For those of you hoping that Speaker of the House Paul Ryan loses in his primary next week, there’s some bad news. He’s leading his challenger, Paul Nehlen, by 66 points (via The Hill):


Speaker Paul Ryan is expected to dominate in his Tuesday House primary, even without the endorsement of Republican presidential nominee Donald Trump.

A Remington Research Group poll released Friday shows 80 percent of voters support Ryan in his Wisconsin primary, compared to a mere 14 percent backing challenger Paul Nehlen, a conservative Trump supporter.

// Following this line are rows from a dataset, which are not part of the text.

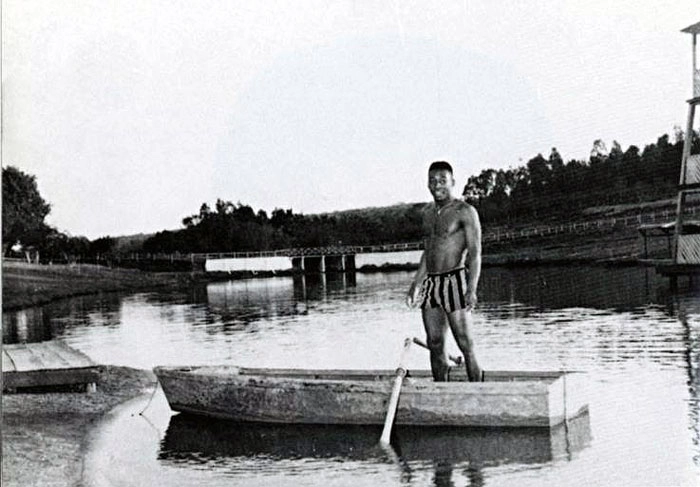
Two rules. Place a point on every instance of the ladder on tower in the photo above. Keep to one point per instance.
(686, 248)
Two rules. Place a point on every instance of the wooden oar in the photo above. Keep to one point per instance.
(394, 400)
(456, 360)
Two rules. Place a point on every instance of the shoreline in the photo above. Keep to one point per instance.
(46, 435)
(29, 285)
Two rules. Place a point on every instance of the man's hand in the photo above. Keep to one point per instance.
(413, 295)
(471, 300)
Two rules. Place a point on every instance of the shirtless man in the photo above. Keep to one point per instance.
(446, 289)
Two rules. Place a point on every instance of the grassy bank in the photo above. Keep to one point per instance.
(26, 285)
(45, 436)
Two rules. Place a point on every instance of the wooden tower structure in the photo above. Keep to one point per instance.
(686, 244)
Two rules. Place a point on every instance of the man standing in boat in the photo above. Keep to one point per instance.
(443, 286)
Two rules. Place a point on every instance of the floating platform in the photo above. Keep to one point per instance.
(46, 364)
(303, 396)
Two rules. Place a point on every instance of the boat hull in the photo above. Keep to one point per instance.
(361, 397)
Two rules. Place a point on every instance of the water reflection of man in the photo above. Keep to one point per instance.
(446, 289)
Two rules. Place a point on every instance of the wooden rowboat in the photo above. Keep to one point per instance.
(219, 444)
(304, 396)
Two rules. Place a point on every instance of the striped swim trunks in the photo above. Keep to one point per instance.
(446, 290)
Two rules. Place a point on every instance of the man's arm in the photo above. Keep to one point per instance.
(472, 229)
(414, 290)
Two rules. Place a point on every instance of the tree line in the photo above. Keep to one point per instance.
(543, 189)
(549, 188)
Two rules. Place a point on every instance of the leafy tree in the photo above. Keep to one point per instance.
(23, 209)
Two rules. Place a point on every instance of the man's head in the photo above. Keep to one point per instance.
(441, 180)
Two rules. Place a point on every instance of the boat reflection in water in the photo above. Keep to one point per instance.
(220, 444)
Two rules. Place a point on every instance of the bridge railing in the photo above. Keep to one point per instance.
(490, 236)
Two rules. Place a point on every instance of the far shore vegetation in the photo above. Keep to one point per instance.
(545, 190)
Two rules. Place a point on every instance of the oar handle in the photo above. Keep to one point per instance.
(394, 399)
(418, 341)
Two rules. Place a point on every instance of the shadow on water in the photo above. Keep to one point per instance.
(217, 444)
(245, 301)
(47, 322)
(598, 287)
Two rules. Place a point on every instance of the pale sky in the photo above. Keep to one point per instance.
(131, 114)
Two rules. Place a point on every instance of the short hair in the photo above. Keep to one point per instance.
(441, 166)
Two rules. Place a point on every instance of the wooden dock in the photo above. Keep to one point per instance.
(46, 364)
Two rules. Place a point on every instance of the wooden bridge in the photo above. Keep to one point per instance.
(496, 235)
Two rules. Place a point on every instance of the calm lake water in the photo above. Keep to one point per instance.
(638, 343)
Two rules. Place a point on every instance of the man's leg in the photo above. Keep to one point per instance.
(461, 323)
(435, 328)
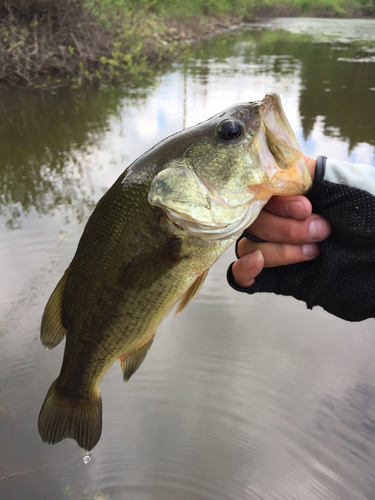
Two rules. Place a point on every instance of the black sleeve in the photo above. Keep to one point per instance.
(342, 278)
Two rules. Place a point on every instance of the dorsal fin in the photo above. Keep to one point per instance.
(129, 363)
(191, 292)
(52, 330)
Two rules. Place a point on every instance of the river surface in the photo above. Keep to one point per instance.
(240, 397)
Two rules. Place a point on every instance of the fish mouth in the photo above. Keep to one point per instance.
(277, 146)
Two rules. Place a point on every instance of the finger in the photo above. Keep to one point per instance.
(278, 254)
(310, 164)
(276, 229)
(246, 269)
(298, 207)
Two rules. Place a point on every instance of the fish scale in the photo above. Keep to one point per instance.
(150, 242)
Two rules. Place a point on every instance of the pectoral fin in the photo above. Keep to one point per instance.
(52, 330)
(191, 292)
(129, 363)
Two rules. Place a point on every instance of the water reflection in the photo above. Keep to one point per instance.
(240, 397)
(48, 139)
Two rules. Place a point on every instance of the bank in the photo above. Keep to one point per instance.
(47, 43)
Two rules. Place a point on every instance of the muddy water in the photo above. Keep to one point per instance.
(240, 397)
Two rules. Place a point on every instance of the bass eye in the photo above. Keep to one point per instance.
(229, 130)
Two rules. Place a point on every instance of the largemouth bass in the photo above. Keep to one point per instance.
(150, 242)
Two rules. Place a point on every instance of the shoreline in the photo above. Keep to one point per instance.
(83, 52)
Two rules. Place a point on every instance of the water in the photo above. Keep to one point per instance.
(240, 397)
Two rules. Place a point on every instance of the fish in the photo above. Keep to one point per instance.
(150, 243)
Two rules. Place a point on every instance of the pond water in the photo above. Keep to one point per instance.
(240, 397)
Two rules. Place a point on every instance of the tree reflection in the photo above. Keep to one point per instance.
(335, 77)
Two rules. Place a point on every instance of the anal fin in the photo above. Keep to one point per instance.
(129, 363)
(52, 330)
(191, 292)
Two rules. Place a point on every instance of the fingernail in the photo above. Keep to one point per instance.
(252, 260)
(311, 250)
(319, 229)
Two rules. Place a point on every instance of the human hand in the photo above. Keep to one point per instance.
(291, 232)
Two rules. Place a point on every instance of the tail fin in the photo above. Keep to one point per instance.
(63, 417)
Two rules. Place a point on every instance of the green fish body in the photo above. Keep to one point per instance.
(150, 242)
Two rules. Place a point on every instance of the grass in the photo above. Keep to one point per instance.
(50, 42)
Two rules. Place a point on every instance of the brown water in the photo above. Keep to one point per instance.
(240, 397)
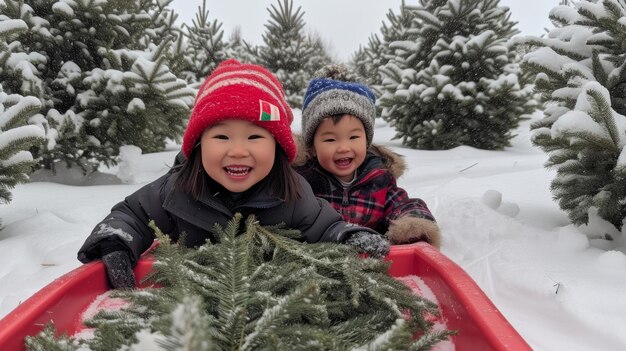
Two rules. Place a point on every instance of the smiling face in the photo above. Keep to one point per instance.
(340, 147)
(237, 154)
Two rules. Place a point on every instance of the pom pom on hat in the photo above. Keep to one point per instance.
(245, 92)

Moreover, Ryan’s not like former Congressman Eric Cantor, who lost in an upset to now-Rep. David Brat. As Betsy Woodruff over at The Daily Beast noted, Ryan is popular with his constituents and goes back to Janesville weekly. Additionally, history has shown that House Speakers are notoriously hard to get rid off through elections. The late Tom Foley lost his seat in 1994, which was the first time that has happened since House Speaker Galusha A. Grow lost his re-election bid…back in 1862:

…Republican voters in Ryan’s district like him—a lot. Unlike Cantor, who hardly ever left D.C. to go back to his central Virginia district, Ryan regularly bounces back and forth between Washington and Janesville. He marches in parades, spends campaign money on TV ads, and meets with constituents.

And it’s paying off. Charles Franklin, who heads the highly respected Marquette University Law School poll, said Ryan’s approval rating among Republicans and Republican-leaning independents in his district is about 80 percent. More important, Franklin added, those numbers aren’t moving. The Republicans who like Ryan aren’t changing their minds. Efforts to damage Ryan’s reputation there simply aren’t working.

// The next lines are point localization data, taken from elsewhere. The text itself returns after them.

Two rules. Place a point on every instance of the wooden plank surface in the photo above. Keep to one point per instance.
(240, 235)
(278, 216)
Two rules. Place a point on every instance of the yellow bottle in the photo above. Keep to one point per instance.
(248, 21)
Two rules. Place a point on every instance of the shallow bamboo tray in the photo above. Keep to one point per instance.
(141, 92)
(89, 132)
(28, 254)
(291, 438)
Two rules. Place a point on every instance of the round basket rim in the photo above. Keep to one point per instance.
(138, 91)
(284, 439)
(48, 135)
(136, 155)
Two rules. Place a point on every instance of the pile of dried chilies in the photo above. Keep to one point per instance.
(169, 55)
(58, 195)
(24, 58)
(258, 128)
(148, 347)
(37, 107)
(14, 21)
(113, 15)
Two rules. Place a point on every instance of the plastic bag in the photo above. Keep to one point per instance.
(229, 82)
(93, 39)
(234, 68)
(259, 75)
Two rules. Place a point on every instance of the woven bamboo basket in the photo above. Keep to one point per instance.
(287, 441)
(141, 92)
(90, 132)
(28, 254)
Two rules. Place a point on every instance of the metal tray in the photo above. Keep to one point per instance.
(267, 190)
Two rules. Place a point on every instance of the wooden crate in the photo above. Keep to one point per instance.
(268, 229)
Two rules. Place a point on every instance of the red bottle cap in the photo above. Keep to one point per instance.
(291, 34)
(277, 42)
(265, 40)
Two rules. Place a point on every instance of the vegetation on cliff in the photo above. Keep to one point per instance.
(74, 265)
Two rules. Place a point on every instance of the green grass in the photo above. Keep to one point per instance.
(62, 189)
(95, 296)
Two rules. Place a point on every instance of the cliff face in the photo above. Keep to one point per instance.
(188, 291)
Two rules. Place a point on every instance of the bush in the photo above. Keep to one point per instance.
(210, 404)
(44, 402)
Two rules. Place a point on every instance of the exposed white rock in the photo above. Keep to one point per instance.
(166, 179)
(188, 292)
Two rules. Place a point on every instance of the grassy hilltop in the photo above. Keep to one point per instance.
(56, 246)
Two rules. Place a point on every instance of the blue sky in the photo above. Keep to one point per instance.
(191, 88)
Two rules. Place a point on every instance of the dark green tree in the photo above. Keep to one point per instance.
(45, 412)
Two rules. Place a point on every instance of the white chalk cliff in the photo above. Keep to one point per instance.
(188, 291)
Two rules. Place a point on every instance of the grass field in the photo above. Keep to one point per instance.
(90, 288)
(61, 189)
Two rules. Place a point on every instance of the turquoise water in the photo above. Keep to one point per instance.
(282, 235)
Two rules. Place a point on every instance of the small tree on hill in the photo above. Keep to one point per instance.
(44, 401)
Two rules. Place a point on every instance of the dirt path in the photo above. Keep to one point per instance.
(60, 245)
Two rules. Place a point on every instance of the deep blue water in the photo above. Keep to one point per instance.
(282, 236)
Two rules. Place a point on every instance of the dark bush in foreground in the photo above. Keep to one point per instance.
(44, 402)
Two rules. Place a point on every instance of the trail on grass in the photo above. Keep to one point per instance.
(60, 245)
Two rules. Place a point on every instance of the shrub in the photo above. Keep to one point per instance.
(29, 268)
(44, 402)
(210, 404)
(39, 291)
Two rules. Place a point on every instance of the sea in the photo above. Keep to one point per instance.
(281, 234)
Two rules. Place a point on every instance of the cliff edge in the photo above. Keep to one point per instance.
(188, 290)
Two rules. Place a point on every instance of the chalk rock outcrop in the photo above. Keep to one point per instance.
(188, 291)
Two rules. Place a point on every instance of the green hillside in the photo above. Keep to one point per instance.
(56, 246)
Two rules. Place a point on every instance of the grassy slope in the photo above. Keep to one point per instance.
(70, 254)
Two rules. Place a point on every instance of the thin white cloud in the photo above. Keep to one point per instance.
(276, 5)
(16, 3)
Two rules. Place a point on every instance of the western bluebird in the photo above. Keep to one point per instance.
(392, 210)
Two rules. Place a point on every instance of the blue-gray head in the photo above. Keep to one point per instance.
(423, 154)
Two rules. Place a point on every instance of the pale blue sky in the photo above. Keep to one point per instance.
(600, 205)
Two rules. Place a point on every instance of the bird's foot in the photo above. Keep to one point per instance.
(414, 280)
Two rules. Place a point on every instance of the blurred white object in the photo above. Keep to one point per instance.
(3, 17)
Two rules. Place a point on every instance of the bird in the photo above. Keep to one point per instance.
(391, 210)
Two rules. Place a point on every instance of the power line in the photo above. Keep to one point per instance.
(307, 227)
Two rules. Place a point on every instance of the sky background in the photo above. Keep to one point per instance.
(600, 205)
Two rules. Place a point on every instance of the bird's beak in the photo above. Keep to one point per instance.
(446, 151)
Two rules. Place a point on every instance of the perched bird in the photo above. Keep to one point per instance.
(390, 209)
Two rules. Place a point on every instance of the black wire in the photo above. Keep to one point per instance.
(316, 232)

“The groundwork has not been set for an insurgence,” Franklin said.

That’s not for lack of effort. Nehlen’s advocates include some of the same right-wing media figures who helped propel Brat to his win over Cantor. Influential conservative talk radio host Laura Ingraham—whose speech at the Republican National Convention was one of its most underrated—is a dogged critic of Ryan, especially on trade. Ann Coulter, who praised Brat during his primary bid, plans to campaign with Nehlen on Aug. 6. Sarah Palin also promised to boost Nehlen, though there’s little evidence she’s done much to help him. And Michelle Malkin and former Rep. Tom Tancredo, two of the noisiest foes of comprehensive immigration reform, also endorsed Nehlen.


Woodruff added that Donald Trump’s refusal to endorse Ryan might have also cost him the state, blowing up RNC Chairman Reince Priebus’ work to try and get the state party leadership behind Trump. Also, she notes that Nehlen’s rhetoric might be a liability. It’s already bad enough for a primary challenger to try an oust someone with an 80 percent approval rating, calling him a “soulless globalist,” like Nehlen, doesn’t mesh with the state either.

From the outset, the state was seen as possibly an area where Trump fever could take hold, given he amount of working class whites in the state. That’s not the case anymore.